Après la bataille de Badr, une discussion eut lieu entre les compagnons quant au partage du butin. C’est ici que fut révélé le premier verset de la sourate : « Ils t’interrogent au sujet du butin. Dis : “Le butin est à Allah et à Son messager.” Craignez Allah, maintenez la concorde entre vous et obéissez à Allah et à Son messager, si vous êtes croyants. » [8/1]
Il suffit de connaitre un peu d’Histoire islamique pour comprendre que cette sourate traite de la célèbre bataille de Badr. Avec seulement 300 hommes et 70 chameaux, les musulmans furent confrontés à l’armée polythéiste de Qoreych qui comptait plus de 1000 combattants avec 200 chevaux. Malgré leur petit nombre, Allah leur promit la victoire en les assistant durant le combat par des anges :
« (Et rappelez-vous) le moment où vous imploriez le secours de votre Seigneur et qu’Il vous exauça aussitôt : “Je vais vous aider d’un millier d’Anges déferlant les uns à la suite des autres. » [8/9]
Il n’y aucune ambiguïté. En lisant la sourate depuis son début, le lecteur comprend d’emblée qu’il s’agit d’une guerre, même s’il n’a pas étudié l’histoire de la bataille de Badr. C’est donc dans ce contexte-là que fut révélé le verset mentionné par Onfray (verset 12) et dans lequel les soldats musulmans sont ordonnés de « frapper l’ennemi au-dessus des cous et sur tous les bouts des doigts ». Onfray aurait dû savoir ces choses-là, car elles sont toutes mentionnées expressément dans les « Hadites » et la biographie du Prophète (‘aleyhi assalam).

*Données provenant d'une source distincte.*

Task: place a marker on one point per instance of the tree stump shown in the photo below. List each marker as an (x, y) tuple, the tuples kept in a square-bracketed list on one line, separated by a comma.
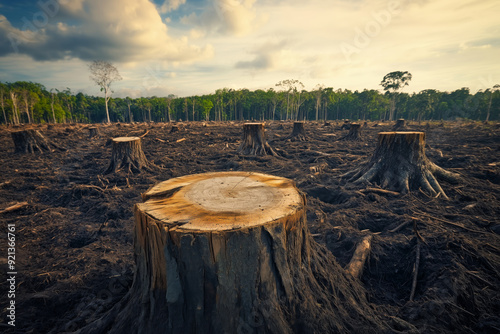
[(127, 154), (231, 253), (174, 128), (93, 132), (399, 163), (298, 133), (346, 125), (400, 124), (254, 141), (354, 133), (30, 141)]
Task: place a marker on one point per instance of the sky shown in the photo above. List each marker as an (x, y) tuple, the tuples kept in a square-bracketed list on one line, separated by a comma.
[(193, 47)]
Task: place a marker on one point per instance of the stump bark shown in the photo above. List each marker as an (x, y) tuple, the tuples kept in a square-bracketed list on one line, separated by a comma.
[(354, 133), (399, 163), (93, 132), (127, 155), (298, 133), (30, 141), (346, 125), (254, 141), (231, 253)]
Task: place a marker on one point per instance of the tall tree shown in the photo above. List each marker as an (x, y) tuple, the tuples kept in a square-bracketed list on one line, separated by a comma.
[(3, 89), (15, 105), (104, 74), (492, 91), (395, 81)]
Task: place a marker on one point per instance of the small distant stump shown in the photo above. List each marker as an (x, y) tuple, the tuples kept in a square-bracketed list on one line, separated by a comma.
[(399, 163), (174, 128), (254, 141), (400, 124), (30, 141), (346, 125), (298, 133), (231, 253), (354, 133), (127, 155), (93, 132)]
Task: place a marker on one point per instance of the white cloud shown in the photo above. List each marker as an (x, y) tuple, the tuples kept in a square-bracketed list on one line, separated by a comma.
[(115, 30), (230, 17), (170, 5)]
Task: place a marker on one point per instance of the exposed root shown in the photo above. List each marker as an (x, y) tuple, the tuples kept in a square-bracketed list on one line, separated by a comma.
[(400, 164)]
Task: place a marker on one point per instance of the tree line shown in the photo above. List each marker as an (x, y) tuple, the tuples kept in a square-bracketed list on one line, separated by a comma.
[(28, 102)]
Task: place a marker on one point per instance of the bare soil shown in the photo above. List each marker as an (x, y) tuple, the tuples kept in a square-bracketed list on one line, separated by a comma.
[(74, 255)]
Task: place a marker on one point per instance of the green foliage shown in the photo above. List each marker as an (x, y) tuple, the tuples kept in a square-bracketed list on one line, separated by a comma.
[(323, 103)]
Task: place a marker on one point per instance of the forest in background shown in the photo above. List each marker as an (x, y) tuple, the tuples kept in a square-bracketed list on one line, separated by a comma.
[(28, 102)]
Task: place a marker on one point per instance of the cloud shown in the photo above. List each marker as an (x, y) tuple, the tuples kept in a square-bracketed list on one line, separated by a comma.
[(170, 5), (114, 30), (267, 57), (229, 17)]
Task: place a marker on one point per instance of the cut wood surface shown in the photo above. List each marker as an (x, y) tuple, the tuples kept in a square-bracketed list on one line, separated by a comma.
[(355, 266), (221, 201), (231, 252)]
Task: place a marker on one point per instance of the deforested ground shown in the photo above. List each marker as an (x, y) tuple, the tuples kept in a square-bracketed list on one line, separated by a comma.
[(74, 255)]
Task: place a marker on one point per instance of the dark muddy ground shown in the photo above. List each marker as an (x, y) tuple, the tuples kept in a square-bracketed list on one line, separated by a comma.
[(74, 255)]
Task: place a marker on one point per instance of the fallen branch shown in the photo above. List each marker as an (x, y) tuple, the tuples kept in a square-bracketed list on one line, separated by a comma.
[(14, 207), (449, 223), (417, 261), (381, 191), (5, 183), (400, 226), (415, 271), (355, 266)]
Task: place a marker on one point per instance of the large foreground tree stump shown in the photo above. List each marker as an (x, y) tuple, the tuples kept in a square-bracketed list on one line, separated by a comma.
[(298, 133), (399, 163), (400, 125), (354, 133), (30, 141), (231, 253), (127, 155), (254, 141)]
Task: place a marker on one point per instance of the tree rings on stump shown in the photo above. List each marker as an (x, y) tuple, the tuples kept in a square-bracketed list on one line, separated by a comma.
[(254, 141), (127, 154), (354, 133), (399, 163), (30, 141), (231, 252), (400, 124), (298, 133)]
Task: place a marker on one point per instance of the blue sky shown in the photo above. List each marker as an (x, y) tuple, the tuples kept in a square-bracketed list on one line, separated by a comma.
[(186, 47)]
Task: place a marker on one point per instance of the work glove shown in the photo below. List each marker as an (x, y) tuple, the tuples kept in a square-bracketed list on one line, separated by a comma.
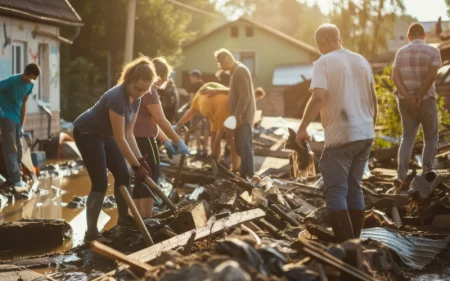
[(182, 148), (140, 173), (143, 163), (170, 147)]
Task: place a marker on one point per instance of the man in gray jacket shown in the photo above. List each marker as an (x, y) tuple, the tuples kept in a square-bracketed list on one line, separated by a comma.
[(241, 105)]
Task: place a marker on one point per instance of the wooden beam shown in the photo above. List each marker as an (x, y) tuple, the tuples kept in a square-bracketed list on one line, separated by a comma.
[(113, 254), (150, 253), (323, 256)]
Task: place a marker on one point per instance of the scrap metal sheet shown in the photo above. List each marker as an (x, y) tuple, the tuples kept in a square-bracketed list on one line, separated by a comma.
[(414, 251)]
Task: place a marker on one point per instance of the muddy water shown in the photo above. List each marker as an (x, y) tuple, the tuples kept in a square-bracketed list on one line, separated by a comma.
[(51, 203)]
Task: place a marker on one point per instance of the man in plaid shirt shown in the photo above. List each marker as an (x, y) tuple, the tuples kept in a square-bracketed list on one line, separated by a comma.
[(414, 73)]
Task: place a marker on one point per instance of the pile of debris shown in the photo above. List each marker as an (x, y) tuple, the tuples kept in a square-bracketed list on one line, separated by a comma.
[(212, 225)]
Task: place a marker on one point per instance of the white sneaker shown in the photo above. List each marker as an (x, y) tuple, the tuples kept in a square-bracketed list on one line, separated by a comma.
[(21, 186)]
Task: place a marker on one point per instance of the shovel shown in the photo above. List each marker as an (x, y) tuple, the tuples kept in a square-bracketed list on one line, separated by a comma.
[(183, 157)]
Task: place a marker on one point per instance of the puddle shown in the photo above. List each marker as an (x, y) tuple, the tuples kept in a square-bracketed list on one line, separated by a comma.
[(50, 202)]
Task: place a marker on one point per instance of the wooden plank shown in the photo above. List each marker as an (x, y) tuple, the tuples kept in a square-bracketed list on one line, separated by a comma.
[(150, 253), (325, 257), (14, 273), (113, 254)]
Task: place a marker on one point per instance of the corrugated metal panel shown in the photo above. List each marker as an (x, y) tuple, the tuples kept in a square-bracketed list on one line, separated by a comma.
[(416, 252), (291, 75)]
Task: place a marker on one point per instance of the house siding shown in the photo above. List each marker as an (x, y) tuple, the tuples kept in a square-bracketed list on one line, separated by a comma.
[(22, 31)]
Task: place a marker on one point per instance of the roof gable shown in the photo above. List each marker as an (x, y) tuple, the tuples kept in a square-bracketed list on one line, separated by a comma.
[(276, 33), (58, 12)]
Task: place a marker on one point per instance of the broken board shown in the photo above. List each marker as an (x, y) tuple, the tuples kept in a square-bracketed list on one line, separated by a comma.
[(13, 273), (150, 253)]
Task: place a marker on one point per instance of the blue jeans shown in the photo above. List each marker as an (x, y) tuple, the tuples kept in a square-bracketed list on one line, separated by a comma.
[(12, 148), (427, 115), (243, 139), (99, 154), (342, 169)]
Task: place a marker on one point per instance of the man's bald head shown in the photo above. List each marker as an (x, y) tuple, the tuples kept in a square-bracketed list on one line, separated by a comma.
[(327, 37)]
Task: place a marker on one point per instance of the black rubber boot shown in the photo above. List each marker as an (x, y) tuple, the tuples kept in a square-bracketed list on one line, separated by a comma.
[(357, 217), (94, 206), (341, 224)]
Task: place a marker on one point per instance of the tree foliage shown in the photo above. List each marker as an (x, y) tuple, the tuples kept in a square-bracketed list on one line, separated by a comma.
[(161, 28), (366, 25), (78, 79), (389, 119)]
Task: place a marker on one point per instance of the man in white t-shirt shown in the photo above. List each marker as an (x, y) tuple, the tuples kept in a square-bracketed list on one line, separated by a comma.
[(343, 92)]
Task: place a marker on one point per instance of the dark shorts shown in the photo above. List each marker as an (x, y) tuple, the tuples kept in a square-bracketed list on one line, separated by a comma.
[(147, 146)]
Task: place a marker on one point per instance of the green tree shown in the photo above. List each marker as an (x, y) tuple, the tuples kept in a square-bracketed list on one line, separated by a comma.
[(366, 25), (78, 79), (161, 28), (389, 120)]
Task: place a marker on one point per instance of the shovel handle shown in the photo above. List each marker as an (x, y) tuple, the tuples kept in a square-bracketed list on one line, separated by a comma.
[(137, 217)]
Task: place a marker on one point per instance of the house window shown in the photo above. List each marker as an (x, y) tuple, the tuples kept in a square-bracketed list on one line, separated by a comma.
[(18, 57), (248, 59), (234, 31), (249, 31)]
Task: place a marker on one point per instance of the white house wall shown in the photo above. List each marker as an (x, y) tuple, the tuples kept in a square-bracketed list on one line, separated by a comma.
[(21, 31)]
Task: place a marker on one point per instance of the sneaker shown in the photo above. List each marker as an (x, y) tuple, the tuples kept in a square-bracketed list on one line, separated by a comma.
[(398, 182), (89, 237), (21, 186), (126, 221)]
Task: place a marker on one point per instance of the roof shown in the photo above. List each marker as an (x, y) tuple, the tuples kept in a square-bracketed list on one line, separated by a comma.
[(297, 43), (57, 12), (430, 25), (287, 75)]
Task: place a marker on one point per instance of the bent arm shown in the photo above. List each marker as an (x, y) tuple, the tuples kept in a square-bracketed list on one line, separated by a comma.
[(188, 115), (313, 108), (163, 123), (118, 128), (23, 111), (375, 103), (398, 82), (129, 135), (428, 82)]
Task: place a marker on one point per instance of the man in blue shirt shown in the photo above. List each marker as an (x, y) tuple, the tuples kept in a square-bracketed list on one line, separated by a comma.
[(14, 92)]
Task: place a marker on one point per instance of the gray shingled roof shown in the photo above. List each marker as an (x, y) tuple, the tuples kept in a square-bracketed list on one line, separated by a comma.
[(58, 12)]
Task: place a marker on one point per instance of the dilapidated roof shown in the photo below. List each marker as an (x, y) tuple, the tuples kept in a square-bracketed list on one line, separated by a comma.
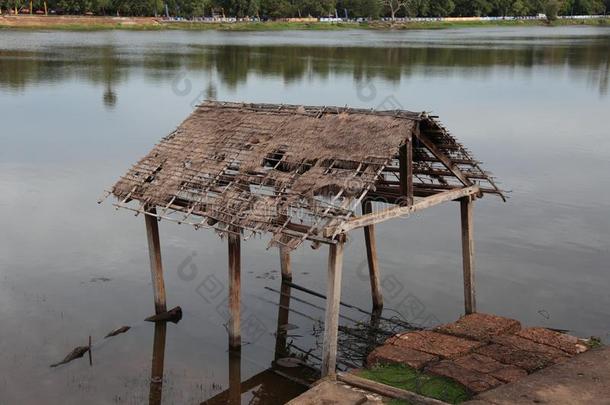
[(290, 170)]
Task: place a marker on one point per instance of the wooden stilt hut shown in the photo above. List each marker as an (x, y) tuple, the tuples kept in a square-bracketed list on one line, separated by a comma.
[(302, 174)]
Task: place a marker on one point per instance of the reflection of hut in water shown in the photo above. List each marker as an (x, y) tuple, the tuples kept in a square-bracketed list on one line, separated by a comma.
[(302, 174)]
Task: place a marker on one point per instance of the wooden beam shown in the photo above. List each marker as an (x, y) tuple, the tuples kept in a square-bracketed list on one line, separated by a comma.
[(285, 263), (466, 205), (405, 158), (235, 388), (371, 254), (427, 142), (234, 291), (158, 358), (283, 315), (381, 216), (386, 390), (156, 266), (333, 299)]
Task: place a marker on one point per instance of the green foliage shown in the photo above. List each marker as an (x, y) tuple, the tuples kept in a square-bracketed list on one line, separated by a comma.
[(422, 383), (319, 8), (551, 9)]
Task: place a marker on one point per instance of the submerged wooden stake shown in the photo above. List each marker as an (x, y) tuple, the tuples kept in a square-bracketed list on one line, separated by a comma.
[(371, 254), (156, 267), (333, 299), (234, 291), (466, 205), (158, 360)]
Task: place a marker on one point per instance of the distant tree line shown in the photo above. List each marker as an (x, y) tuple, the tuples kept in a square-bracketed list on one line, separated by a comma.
[(317, 8)]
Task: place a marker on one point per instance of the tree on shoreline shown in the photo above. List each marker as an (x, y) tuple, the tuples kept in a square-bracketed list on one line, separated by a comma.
[(319, 8)]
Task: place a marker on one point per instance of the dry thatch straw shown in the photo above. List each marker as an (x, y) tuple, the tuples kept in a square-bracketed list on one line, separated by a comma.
[(288, 170)]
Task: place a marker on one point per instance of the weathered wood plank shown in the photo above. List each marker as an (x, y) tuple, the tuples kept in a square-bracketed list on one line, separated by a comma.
[(333, 299), (371, 254), (234, 291), (443, 158), (396, 212), (156, 266), (466, 205), (285, 266)]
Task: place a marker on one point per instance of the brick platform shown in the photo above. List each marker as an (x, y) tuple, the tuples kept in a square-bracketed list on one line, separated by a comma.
[(479, 351)]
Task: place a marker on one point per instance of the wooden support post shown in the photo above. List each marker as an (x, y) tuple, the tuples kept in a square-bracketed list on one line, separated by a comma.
[(156, 374), (406, 171), (283, 315), (333, 299), (234, 291), (156, 266), (285, 263), (371, 254), (466, 205), (234, 391)]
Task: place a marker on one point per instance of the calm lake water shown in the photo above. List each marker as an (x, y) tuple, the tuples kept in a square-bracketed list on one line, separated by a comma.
[(77, 109)]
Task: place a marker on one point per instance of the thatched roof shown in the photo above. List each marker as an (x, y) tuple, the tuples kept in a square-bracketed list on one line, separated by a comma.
[(287, 170)]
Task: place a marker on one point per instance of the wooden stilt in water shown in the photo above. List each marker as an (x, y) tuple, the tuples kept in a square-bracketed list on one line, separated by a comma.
[(466, 205), (371, 253), (158, 359), (156, 266), (234, 291), (333, 299), (285, 263)]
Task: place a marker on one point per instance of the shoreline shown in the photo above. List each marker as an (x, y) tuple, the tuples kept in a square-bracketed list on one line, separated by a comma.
[(84, 23)]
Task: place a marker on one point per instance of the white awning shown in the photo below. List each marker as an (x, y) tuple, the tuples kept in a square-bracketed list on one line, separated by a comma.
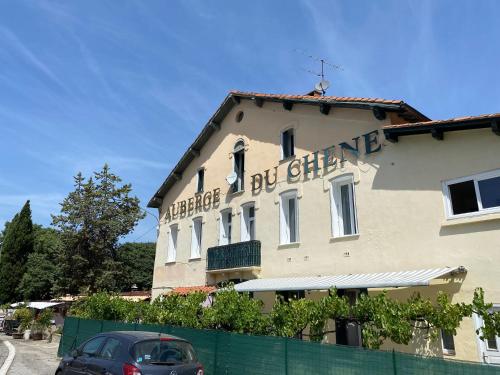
[(352, 281), (37, 305)]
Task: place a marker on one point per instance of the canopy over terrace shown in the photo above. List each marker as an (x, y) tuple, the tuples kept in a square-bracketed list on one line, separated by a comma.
[(37, 305), (351, 281)]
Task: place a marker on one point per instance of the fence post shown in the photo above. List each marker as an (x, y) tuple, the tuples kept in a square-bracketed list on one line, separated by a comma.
[(394, 367), (216, 349), (286, 355), (77, 334)]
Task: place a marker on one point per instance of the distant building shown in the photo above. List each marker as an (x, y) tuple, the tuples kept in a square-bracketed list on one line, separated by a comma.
[(295, 194)]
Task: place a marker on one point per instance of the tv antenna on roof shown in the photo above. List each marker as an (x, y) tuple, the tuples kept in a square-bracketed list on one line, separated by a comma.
[(323, 84)]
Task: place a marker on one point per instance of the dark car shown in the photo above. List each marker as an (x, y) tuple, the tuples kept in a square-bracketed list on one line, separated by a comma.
[(132, 353)]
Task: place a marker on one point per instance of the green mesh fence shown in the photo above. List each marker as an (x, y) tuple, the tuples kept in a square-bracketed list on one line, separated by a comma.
[(228, 353)]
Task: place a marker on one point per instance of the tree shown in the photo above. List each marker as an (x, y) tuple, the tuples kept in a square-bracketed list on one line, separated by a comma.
[(42, 269), (137, 262), (16, 247), (92, 220), (380, 317)]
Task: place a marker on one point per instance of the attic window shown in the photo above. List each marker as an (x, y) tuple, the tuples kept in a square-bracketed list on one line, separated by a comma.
[(239, 116), (287, 144), (201, 180)]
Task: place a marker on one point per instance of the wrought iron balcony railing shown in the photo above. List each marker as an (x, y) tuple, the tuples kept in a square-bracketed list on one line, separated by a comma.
[(236, 255)]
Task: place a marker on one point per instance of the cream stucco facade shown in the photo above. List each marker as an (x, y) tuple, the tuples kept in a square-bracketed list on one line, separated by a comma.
[(399, 205)]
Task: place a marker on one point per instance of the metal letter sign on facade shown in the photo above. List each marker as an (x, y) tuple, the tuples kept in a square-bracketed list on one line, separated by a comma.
[(332, 156)]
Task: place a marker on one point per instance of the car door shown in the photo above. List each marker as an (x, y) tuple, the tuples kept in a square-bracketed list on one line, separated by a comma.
[(109, 359), (78, 365)]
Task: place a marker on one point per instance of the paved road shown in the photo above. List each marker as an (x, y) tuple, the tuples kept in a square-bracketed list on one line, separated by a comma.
[(32, 357)]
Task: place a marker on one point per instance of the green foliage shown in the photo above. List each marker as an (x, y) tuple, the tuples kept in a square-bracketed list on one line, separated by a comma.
[(137, 262), (25, 316), (104, 306), (380, 317), (16, 246), (42, 269), (93, 218), (235, 312)]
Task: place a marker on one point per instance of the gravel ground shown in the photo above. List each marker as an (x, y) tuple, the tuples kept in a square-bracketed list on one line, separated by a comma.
[(32, 357)]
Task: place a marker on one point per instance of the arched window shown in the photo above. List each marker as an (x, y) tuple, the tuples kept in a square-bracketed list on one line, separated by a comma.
[(287, 144), (239, 165)]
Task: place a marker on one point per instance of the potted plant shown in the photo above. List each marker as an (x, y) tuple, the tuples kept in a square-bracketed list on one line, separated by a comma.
[(25, 316), (42, 322)]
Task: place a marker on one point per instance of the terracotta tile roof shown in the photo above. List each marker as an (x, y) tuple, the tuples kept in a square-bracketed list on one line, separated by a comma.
[(443, 122), (184, 290), (315, 98)]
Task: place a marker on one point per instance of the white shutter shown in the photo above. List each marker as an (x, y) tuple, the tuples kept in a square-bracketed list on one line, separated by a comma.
[(336, 206), (245, 225), (172, 244), (284, 224), (196, 238)]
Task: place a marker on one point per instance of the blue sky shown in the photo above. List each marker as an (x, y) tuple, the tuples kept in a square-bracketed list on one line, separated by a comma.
[(131, 83)]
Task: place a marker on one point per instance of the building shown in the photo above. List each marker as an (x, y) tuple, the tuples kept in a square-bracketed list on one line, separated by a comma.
[(296, 194)]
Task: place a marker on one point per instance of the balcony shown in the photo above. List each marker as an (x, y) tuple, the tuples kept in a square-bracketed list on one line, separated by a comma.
[(241, 255)]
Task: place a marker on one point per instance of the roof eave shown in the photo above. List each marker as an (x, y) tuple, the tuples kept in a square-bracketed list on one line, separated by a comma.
[(393, 132), (233, 98)]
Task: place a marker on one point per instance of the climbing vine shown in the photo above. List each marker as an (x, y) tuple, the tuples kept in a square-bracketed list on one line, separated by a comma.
[(380, 317)]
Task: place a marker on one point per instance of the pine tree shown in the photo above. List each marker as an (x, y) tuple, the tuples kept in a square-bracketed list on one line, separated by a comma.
[(16, 246), (93, 218)]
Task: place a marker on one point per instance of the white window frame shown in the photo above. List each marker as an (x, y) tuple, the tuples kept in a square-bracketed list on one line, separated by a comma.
[(475, 178), (240, 180), (447, 351), (285, 231), (198, 180), (196, 237), (282, 138), (245, 221), (225, 228), (487, 355), (338, 229), (172, 243)]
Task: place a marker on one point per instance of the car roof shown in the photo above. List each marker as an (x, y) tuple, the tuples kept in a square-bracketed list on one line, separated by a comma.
[(142, 335)]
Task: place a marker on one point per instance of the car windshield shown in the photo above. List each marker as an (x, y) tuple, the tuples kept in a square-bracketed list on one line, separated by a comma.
[(163, 351)]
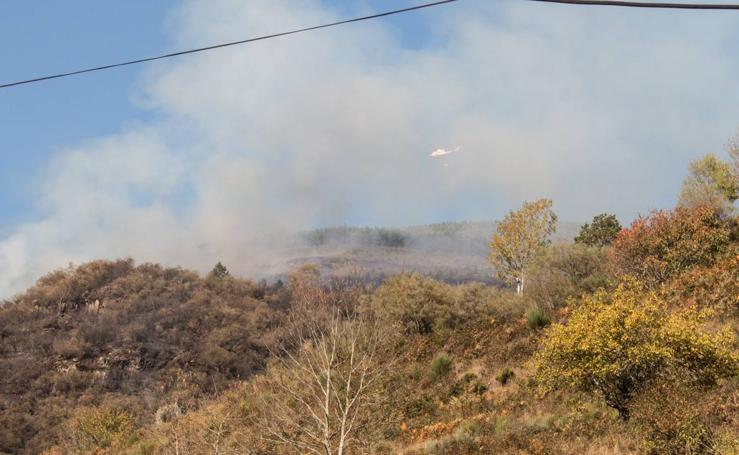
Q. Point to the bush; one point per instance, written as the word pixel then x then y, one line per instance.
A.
pixel 617 341
pixel 601 232
pixel 414 304
pixel 566 271
pixel 91 429
pixel 668 243
pixel 505 375
pixel 536 318
pixel 441 365
pixel 669 417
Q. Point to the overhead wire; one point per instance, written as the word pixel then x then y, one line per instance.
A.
pixel 618 3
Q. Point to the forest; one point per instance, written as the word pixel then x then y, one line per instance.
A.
pixel 619 340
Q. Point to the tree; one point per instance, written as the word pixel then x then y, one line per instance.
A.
pixel 601 232
pixel 711 182
pixel 519 238
pixel 219 272
pixel 667 243
pixel 617 341
pixel 315 398
pixel 564 271
pixel 733 149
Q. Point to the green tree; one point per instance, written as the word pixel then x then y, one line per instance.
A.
pixel 600 232
pixel 617 341
pixel 519 238
pixel 711 182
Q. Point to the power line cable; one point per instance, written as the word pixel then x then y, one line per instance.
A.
pixel 713 6
pixel 233 43
pixel 632 4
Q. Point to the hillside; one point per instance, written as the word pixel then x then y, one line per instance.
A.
pixel 113 357
pixel 454 252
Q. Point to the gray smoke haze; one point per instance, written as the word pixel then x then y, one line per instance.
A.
pixel 599 109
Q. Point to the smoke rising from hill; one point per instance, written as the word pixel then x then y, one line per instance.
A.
pixel 253 144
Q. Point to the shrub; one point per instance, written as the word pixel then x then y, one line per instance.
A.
pixel 566 271
pixel 668 243
pixel 505 375
pixel 416 304
pixel 669 418
pixel 617 341
pixel 441 365
pixel 536 318
pixel 715 287
pixel 90 429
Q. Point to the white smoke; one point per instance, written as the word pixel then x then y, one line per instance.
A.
pixel 600 109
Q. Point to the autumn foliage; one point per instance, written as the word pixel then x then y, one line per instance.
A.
pixel 668 243
pixel 617 341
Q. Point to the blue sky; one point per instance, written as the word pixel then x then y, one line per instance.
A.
pixel 47 37
pixel 201 158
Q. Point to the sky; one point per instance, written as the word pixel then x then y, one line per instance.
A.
pixel 216 156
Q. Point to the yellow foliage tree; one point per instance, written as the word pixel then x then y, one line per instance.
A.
pixel 519 238
pixel 617 341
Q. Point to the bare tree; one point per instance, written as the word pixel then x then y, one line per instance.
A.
pixel 321 387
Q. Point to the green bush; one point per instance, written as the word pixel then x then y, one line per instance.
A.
pixel 566 271
pixel 441 365
pixel 414 304
pixel 505 375
pixel 536 318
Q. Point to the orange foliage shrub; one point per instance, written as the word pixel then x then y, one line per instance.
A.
pixel 668 243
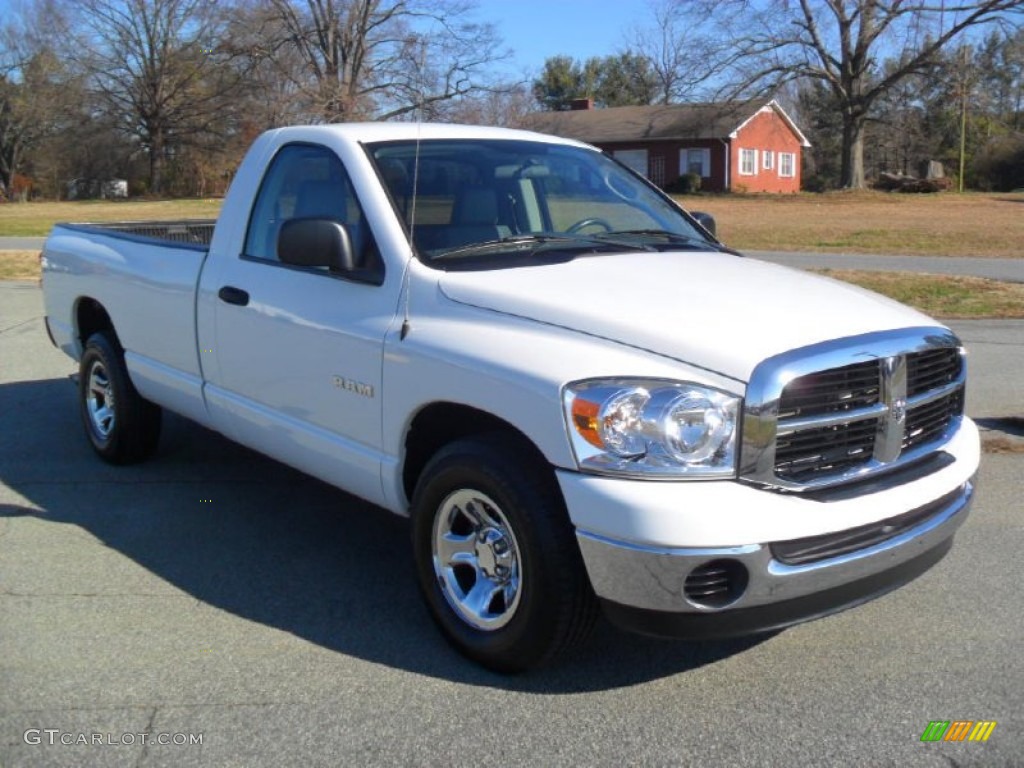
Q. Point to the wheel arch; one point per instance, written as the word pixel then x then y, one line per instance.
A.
pixel 440 423
pixel 91 316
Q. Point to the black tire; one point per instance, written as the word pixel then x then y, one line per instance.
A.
pixel 121 425
pixel 497 482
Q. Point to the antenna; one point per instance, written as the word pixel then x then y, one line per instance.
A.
pixel 412 231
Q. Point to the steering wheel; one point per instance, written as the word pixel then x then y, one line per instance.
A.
pixel 584 223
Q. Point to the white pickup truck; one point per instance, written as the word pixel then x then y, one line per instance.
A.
pixel 582 398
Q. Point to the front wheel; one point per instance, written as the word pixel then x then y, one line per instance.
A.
pixel 496 555
pixel 121 425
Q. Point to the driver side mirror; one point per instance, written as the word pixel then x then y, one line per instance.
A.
pixel 315 243
pixel 707 221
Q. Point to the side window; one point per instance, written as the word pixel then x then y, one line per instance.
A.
pixel 307 181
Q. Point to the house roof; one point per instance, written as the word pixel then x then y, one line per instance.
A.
pixel 700 121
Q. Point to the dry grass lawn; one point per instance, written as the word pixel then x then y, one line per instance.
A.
pixel 18 264
pixel 944 224
pixel 940 295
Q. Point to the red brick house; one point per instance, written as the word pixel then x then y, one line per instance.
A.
pixel 735 145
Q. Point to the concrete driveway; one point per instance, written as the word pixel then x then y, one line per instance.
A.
pixel 214 594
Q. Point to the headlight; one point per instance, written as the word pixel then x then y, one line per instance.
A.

La sourate ‘Le Butin’ traite de la célèbre bataille de Badr où 300 musulmans obtinrent une victoire historique contre l’armée polythéiste de Qoreych qui comptait plus de 1000 combattants.
La compréhension littérale du verset procure une leçon évidente; dans une guerre où l’on se trouve en minorité devant une armée beaucoup plus puissante, les combattants doivent frapper, de manière décisive, à l’endroit le plus sensible : le cou [3].
Lorsqu’on est confronté à l’ennemi dans un combat d’épée, il est normal qu’on ne vise pas les jambes ou les pieds de son adversaire. Non, on vise le cou pour pouvoir neutraliser l’ennemi le plus vite possible. Aujourd’hui, c’est pareil. Lorsque les soldats occidentaux se trouvent confrontés aux groupes qui s’opposent à leur occupation militaire, ils visent la tête ou le cœur de l’ennemi pour pouvoir garantir que ce dernier ne ripostera plus. D’ailleurs, les combats menés par les Occidentaux sont bien plus barbares que l’ont été ceux des musulmans tout au long de l’histoire. Des guerres où sont déployés bombes atomiques, armes nucléaires, drones [4] ou phosphore blanc sont bien plus inhumaines et cruelles que des combats de sabre d’homme à homme.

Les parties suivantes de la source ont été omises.